Ma non era sempre stato così? Fin dalle prime invasioni della nostra penisola in epoca preistorica: cercare di superare un qualche disagio per vivere meglio? Non sarà ancora così ora che sta avviandosi la IV Rivoluzione industriale?

Note:

(4 – George Rudé – Dalla Bastiglia al Termidoro – Editori Riuniti, Roma 1966.
5 – George Lichtheim – Le origini del socialismo – il Mulino, Bologna 1970.
6 – Movimento organizzato e violento col quale si instaura un nuovo ordine sociale o politico. Anche: ogni processo storico, anche graduale, che finisca per determinare il mutamento di un assetto sociale o politico. Per esempi: Rivoluzione culturale, l'indirizzo e il relativo movimento politico-sociale sviluppatosi in seno al comunismo cinese tra il 1965 e il 1971 sotto la spinta di Mao Zedong, con l'obiettivo di rinnovare profondamente la cultura eliminando ogni residuo borghese, ma anche di forzare il cammino del popolo cinese in direzione dell'egualitarismo.
7 – Cfr. i romanzi di John Steinbeck, in particolare Furore. Devo all’United States Information Service, che finanziava la pubblicazione delle opere di letteratura americana, inglese, tedesca, anche italiana ed alla Biblioteca Benincasa di Ancona che ne gestiva il prestito, la mia seconda formazione culturale in epoca studentesca (la prima l’avevo sviluppata grazie alla mia famiglia che per qualche tempo gestì una libreria) su un mondo diverso da quello anconetano.

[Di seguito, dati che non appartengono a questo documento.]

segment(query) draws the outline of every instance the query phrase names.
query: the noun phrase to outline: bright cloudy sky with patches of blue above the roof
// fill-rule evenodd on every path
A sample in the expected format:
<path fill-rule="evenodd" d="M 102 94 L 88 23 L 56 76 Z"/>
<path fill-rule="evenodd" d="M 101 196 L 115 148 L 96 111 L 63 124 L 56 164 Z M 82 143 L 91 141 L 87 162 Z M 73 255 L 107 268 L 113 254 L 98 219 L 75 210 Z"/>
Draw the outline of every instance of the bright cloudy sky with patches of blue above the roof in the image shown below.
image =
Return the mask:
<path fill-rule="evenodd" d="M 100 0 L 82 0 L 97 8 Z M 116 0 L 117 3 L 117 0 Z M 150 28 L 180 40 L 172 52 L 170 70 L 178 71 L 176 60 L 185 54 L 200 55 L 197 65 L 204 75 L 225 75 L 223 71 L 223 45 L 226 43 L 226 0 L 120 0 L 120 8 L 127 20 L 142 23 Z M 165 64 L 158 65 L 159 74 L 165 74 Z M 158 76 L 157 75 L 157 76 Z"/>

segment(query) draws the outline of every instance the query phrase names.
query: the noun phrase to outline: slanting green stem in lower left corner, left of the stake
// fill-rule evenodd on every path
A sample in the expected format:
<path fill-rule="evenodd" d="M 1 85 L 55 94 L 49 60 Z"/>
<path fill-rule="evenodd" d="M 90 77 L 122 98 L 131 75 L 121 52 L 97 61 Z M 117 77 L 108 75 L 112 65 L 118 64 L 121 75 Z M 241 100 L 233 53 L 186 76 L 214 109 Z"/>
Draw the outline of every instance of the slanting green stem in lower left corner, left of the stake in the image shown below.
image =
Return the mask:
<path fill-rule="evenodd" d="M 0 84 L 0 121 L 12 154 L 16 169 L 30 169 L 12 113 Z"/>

8 – Con New Deal («nuovo corso» o letteralmente «nuovo affare») si intende il piano di riforme economiche e sociali promosso dal presidente statunitense Franklin Delano Roosevelt fra il 1933 e il 1937, allo scopo di risollevare il Paese dalla grande depressione che aveva travolto gli Stati Uniti d'America a partire dal 1929 (il «giovedì nero»), l’esplodere della crisi indotta dall’invecchiamento del modello Industry 2.0.)